The magnitude of the impact factor depends on the bridge span, stiffness and surface roughness, and vehicle dynamic characteristics such as moving speed and isolation system. Impact factor is often referred as Dynamic Allowance, IM, Impact Load in different design codes.
Causes of Impact
The wearing surface of bridges are not usually perfectly smooth, thus the moving vehicle/train suspension must accommodate this roughness by compression and decompression of the suspension system or tires. Vehicles such as trucks and trains passing bridges at certain speeds will induce two major dynamic effects
- Global vibration and
- Local hammer effects
This oscillation creates additional axle forces that exceed the static weight of the vehicle when acceleration is upward.
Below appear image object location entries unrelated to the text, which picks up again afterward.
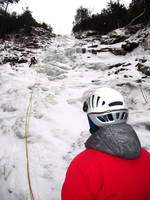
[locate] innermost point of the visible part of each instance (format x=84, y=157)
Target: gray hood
x=117, y=139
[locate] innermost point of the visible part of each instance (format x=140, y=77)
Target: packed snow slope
x=56, y=125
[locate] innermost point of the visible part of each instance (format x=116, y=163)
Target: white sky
x=60, y=13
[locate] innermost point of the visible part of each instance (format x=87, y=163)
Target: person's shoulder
x=144, y=152
x=86, y=157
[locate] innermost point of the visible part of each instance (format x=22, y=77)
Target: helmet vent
x=101, y=119
x=116, y=103
x=110, y=117
x=98, y=98
x=103, y=103
x=117, y=115
x=123, y=115
x=92, y=101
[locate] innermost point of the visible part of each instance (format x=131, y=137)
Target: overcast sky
x=60, y=13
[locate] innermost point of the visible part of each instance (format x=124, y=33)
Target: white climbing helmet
x=106, y=106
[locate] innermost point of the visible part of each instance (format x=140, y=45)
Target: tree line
x=115, y=15
x=12, y=22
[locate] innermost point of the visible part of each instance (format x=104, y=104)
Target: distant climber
x=33, y=61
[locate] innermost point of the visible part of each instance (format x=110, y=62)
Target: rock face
x=129, y=46
x=20, y=47
x=145, y=69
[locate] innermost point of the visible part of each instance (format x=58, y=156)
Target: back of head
x=105, y=106
x=107, y=115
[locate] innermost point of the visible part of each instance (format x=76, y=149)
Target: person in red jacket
x=113, y=166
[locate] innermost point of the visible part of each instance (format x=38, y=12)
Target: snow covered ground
x=57, y=126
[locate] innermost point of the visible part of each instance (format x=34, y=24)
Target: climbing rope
x=27, y=124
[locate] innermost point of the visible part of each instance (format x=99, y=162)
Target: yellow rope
x=28, y=114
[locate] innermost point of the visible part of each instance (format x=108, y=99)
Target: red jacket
x=94, y=175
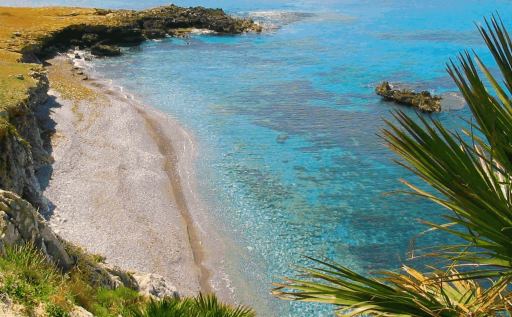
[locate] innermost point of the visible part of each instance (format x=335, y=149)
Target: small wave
x=452, y=101
x=272, y=20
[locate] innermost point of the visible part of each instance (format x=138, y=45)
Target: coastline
x=118, y=168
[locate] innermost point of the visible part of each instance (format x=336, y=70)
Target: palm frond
x=472, y=172
x=410, y=293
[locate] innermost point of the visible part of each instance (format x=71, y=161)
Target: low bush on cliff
x=30, y=280
x=200, y=306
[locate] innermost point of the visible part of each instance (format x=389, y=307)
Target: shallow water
x=287, y=122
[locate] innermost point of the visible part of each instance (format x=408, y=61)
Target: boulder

This is less than the static weight when the acceleration is downward. Although called impact, this phenomenon is referred to as dynamic loading.
Moving vehicles mainly causes vertical vibration of the bridge, Unlike earthquake loads which can cause vibration in bridge longitudinal, transverse, and vertical directions. Impact effect has influence primarily on the superstructure and some of substructure members above the ground because the energy will be dissipated effectively in members underground by the bearing soils.
The interaction between moving vehicles and bridges is a complex phenomenon. The dynamic effects of moving vehicles on bridges are accounted for by a dynamic load allowance or impact factor, in addition to static live load in most of the bridge design specifications.
Impact factor or Dynamic Allowance for various Limit states as per AASHTO LRFD
|Limit State||Impact/ Dynamic Allowance|
|Fatigue and fracture limit state||15%|
|All other limit states||33%|
Characteristics of Impact Factor
- In most of the cases, Impact factor increases as vehicle speed increases.
- Impact decreases as bridge span increases.
- It increases remarkably with increasing surface roughness from “good” to “poor”.
- Impact decreases as vehicles travel in more than one lane.
- The probability of maximum dynamic response occurring at the same time for all vehicles is small.
- Impact factor for exterior girders is much larger than for interior girders this is because the excited torsion mode shapes contribute to the dynamic response of exterior girders.
Impact factor in Different Design Codes
- In British Standards, Impact factor is already considered in the vehicle definition. For railway bridges loading like RL loading, code provides formulas to calculate the dynamics factors.
- Impact percentage are specified in Indian standards for Class AA and 70 R loadings to accommodate dynamic effects of Live loads.